Simony, of course, was a sin, but that was not the only objection to it. It caused ecclesiastical preferment to go by wealth, not merit; it confirmed lay authority in the appointment of bishops, and episcopal subservience to secular rulers; and it tended to make the episcopate part of the feudal system. Moreover, when a man had purchased preferment, he was naturally anxious to recoup himself, so that worldly rather than spiritual concerns were likely to preoccupy him. For these reasons, the campaign against simony was a necessary part of the ecclesiastical struggle for power.
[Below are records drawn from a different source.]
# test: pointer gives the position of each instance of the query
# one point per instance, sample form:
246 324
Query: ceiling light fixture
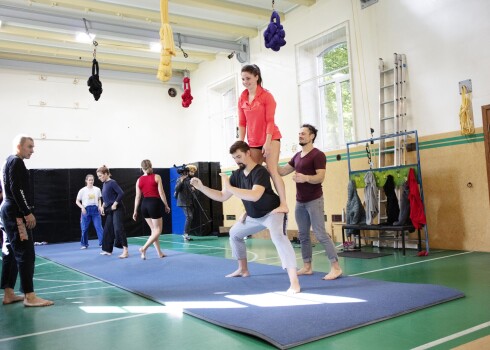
84 37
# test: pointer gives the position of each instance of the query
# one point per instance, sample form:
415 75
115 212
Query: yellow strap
167 41
465 113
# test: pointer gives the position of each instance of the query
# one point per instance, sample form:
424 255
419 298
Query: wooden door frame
486 134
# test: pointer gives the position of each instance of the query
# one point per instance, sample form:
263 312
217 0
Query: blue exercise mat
257 305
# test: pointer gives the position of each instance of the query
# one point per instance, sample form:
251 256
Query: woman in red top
256 109
150 186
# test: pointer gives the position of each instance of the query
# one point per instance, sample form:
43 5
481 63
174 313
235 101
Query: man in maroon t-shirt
309 166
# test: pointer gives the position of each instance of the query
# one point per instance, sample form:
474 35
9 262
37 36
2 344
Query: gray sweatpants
277 227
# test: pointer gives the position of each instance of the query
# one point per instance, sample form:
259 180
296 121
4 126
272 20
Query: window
324 83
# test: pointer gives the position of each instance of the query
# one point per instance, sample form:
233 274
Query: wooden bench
383 228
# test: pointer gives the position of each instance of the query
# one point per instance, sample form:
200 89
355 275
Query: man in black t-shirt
251 183
18 221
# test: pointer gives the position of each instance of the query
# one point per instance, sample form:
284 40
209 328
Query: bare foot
294 288
143 254
333 274
281 209
238 273
305 271
10 299
37 302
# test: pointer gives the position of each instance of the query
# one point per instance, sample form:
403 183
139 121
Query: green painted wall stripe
446 142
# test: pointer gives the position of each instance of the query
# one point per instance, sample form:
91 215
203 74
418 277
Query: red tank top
148 186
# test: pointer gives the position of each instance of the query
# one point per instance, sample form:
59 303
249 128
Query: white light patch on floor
284 299
205 305
103 310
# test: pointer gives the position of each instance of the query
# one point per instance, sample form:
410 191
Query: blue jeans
312 214
21 258
92 215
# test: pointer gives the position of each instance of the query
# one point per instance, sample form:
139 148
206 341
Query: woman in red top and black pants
256 109
150 185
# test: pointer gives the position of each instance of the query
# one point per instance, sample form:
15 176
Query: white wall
444 41
130 122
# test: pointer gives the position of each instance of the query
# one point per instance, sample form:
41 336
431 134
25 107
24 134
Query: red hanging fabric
186 96
417 214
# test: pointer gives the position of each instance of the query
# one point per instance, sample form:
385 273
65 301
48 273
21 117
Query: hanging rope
179 45
168 47
368 153
94 83
465 113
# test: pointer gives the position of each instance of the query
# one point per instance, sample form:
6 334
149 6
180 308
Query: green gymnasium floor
90 315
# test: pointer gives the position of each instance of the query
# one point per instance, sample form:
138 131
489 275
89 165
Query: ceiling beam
231 8
11 33
57 66
80 55
303 2
148 16
29 17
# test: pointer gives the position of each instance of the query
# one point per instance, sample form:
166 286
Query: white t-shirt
89 196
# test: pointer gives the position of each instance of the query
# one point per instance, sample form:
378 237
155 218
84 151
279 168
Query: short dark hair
239 146
312 130
254 70
103 170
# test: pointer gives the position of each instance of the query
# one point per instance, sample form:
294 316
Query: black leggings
21 257
152 207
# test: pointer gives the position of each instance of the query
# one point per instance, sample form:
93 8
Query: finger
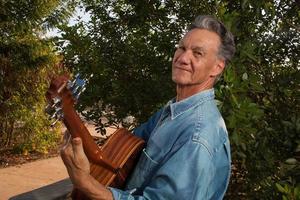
78 148
66 138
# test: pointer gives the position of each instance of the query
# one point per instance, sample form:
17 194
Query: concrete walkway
27 177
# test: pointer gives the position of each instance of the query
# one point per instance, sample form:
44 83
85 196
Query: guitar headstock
63 93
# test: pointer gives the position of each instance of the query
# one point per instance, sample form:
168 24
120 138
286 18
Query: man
187 154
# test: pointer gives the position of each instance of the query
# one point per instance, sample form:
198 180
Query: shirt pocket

Very similar considerations applied to clerical celibacy. The reformers of the eleventh century often spoke of “concubinage” when it would have been more accurate to speak of “marriage.” Monks, of course, were precluded from marriage by their vow of chastity, but there had been no clear prohibition of marriage for the secular clergy. In the Eastern Church, to this day, parish priests are allowed to be married. In the West, in the eleventh century, most parish priests were married. Bishops, for their part, appealed to Saint Paul’s pronouncement: “A bishop then must be blameless, the husband of one wife.”* There was not the same clear moral issue as in the matter of simony, but in the insistence on clerical celibacy there were polit
ical motives very similar to those in the campaign against simony.†
When priests were married, they naturally tried to pass on Church property to their sons. They could do this legally if their sons became priests; therefore one of the first steps of the reform party, when it acquired power, was to forbid the ordination of priests’ sons.‡ But in the confusion of the times there was still danger that, if priests had sons, they would find means of illegally alienating parts of the Church lands. In addition to this economic consideration, there was also the fact that, if a priest was a family man like his neighbours, he seemed to them less removed from themselves. There was, from at least the fifth century onwards, an intense admiration for celibacy, and if the clergy were to command the reverence on which their power depended, it was highly advantageous that they should be obviously separated from other men by abstinence from marriage. The reformers themselves, no doubt, sincerely believed that the married state, though not actually sinful, is lower than the state of celibacy, and is only conceded to the weakness of the flesh. Saint Paul says: “If they cannot contain, let them marry;”§ but a really holy man ought to be able to “contain.” Therefore clerical celibacy is essential to the moral authority of the Church.